• How to grab specific element to value

  • If you need help with a project or need to know how to do something specific in VB.NET then please ask your questions in here.
If you need help with a project or need to know how to do something specific in VB.NET then please ask your questions in here.
Forum rules: Please LOCK your topics once you have found the solution to your question so we know you no longer require help with your query.
 #82712  by KraZy
 Fri Jan 02, 2015 7:38 pm
I've this string value:
Code: Select all
<a href="/teams/italy/fc-internazionale-milano/1244/" title="Inter">Inter</a>
I want to delete all and take only Inter; This is just a sample value, P. Osvaldo is not always the same, then I would find a general algorithm.
I find this regex on the internet:
Code: Select all
(?<=>)[^>]*(?=</a>$)
but it doesn't work
Code: Select all
 .Giocatore Regex.Match (Content, "<td class =" "large player-link" "\ s *> (. +?) </td>").Groups(1).ToString
this variable contains a value grab in a web page, the contenent grabbed is
Code: Select all
<a href="/teams/italy/fc-internazionale-milano/1244/" title="Inter">Inter</a>
so i want elaborate all pattern
 #82713  by mandai
 Fri Jan 02, 2015 8:39 pm
If you parse the XML you could use this code to get the title attribute:
Code: Select all
    Private Sub btnTest_Click(sender As System.Object, e As System.EventArgs) Handles btnTest.Click

        Dim input As String = "<a href=""/teams/italy/fc-internazionale-milano/1244/"" title=""Inter"">Inter</a>"""
        Dim inputReader As StringReader = New StringReader(input)

        Dim inputXml As XmlTextReader = New XmlTextReader(inputReader)
        inputXml.Read()

        Dim title As String = inputXml.GetAttribute("title")

        MsgBox(title)

    End Sub
 #82714  by visualtech
 Fri Jan 02, 2015 9:01 pm
Hey!

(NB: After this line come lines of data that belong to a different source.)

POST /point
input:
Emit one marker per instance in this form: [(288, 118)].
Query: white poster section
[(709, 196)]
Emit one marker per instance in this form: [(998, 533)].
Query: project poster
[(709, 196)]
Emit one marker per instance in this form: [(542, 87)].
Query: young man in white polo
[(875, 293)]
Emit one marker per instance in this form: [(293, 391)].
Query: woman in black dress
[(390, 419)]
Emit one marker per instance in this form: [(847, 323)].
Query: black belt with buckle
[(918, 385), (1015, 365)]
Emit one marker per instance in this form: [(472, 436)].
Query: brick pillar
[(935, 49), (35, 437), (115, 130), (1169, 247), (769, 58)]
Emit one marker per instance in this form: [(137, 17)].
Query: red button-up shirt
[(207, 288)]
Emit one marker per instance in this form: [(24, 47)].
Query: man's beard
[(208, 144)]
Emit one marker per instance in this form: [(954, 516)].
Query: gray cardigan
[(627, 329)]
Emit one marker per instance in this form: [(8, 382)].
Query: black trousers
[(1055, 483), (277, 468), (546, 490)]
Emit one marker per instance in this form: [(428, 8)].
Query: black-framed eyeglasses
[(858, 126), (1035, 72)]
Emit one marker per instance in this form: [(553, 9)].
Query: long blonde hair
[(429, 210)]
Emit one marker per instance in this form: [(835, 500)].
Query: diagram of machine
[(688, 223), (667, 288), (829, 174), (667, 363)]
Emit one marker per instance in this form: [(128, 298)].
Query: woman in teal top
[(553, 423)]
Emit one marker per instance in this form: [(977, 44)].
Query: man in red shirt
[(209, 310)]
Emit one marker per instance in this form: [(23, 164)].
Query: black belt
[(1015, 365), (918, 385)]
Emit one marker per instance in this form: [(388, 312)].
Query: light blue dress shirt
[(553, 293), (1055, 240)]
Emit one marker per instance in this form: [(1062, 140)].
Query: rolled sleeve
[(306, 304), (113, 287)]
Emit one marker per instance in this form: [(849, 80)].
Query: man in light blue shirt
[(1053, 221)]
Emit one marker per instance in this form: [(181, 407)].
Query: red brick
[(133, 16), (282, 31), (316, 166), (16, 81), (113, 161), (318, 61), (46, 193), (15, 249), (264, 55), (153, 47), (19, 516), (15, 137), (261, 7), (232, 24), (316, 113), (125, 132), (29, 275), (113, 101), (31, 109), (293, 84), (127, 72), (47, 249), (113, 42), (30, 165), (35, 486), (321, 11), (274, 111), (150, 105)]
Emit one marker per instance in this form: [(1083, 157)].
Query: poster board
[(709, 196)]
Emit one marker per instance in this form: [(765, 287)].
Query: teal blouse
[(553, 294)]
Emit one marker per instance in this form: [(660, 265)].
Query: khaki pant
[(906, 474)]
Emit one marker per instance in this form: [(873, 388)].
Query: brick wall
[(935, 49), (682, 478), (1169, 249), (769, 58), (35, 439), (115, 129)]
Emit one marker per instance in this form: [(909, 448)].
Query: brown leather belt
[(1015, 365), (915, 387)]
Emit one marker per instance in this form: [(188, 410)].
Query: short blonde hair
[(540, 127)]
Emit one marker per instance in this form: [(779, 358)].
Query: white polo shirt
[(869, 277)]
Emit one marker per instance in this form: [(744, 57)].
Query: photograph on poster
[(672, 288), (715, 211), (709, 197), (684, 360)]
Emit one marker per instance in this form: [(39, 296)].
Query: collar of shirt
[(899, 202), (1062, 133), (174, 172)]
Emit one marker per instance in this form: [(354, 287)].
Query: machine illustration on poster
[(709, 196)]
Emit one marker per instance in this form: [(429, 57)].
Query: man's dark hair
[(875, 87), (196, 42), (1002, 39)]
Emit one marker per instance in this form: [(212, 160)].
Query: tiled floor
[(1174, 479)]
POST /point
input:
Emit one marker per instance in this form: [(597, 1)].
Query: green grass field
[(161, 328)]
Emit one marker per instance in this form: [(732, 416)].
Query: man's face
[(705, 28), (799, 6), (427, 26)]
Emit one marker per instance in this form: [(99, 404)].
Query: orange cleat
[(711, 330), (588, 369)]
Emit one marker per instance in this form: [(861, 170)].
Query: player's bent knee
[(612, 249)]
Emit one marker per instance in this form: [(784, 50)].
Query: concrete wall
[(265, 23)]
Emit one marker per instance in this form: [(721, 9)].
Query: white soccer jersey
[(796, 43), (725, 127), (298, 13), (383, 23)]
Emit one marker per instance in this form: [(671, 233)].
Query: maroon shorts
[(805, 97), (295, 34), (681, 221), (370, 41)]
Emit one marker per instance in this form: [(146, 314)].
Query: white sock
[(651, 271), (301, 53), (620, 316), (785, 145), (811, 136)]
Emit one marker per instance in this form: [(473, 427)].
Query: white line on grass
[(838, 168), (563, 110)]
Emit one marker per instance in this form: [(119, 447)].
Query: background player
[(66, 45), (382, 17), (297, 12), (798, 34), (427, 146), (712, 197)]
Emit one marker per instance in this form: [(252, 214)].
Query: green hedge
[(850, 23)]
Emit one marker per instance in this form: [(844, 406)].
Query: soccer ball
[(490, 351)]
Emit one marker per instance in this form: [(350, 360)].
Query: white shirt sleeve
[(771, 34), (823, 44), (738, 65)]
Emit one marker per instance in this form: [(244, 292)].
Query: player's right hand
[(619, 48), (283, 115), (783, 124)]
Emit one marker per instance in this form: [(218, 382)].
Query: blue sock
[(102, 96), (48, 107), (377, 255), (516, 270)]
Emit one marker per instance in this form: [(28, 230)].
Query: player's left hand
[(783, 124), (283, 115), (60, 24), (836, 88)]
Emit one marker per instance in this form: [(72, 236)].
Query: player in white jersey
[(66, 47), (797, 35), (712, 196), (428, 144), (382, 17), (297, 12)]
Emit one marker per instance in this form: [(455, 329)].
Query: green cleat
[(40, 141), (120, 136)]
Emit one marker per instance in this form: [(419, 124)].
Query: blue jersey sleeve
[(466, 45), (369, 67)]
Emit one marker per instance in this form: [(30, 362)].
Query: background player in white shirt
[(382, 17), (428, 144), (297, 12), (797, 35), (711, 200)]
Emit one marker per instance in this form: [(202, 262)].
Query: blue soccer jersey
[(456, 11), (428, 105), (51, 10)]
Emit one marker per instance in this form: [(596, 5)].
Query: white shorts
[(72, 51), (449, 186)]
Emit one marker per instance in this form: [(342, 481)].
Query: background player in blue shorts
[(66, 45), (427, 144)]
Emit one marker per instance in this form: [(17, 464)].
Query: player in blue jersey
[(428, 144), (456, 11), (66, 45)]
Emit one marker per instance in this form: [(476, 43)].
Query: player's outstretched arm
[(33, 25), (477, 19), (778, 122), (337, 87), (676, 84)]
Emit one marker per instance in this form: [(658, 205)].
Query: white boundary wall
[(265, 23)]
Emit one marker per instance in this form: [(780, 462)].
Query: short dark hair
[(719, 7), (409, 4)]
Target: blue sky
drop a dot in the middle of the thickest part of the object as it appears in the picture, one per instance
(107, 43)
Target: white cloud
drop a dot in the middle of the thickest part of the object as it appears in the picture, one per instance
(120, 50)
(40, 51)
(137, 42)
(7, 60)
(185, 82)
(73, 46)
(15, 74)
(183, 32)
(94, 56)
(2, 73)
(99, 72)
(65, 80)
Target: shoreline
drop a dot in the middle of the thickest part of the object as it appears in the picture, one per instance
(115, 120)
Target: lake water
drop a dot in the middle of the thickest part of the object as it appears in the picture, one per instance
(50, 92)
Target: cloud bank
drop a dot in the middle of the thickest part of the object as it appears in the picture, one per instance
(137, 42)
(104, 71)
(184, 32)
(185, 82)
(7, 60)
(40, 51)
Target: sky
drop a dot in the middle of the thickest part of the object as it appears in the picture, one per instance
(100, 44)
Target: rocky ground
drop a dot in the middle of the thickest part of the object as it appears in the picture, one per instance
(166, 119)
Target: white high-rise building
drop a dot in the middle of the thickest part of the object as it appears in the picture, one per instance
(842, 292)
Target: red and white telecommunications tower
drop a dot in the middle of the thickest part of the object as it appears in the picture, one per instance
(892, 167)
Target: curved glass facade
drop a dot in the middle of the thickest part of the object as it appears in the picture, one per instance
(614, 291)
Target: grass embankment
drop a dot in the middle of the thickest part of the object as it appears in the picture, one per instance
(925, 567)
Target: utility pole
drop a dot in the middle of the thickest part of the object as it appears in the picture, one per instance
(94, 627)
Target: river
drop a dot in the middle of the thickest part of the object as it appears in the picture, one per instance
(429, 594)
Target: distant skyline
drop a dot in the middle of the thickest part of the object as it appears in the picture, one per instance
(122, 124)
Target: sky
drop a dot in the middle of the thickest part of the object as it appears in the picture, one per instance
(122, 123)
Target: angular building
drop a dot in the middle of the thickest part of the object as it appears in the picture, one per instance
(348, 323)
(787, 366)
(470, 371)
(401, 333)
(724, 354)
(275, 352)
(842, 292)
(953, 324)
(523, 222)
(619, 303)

I can propose a solution, but it can be a little cumbursome; but rest assured, you'll get the results! This solutions is based on a really simple logic without REGEX.
Code: Select all

// Considering you have the string stored in this variable
String s = "<a href="/teams/italy/fc-internazionale-milano/1244/" title="Inter">Inter</a>"

// Now, we'll iterate over each char till we get the ">", which means the first part's ending. 

int offset = 0; // Stores the location of the "<"

for (int i = 0; i < s.length; i++) {
  if (s[i] == '>' && s[i - 1] == '\"') {
    offset++;
  }
}

s = s.substring(offset); // Now we have removed the anchor's opening tag, the closing one remains constant.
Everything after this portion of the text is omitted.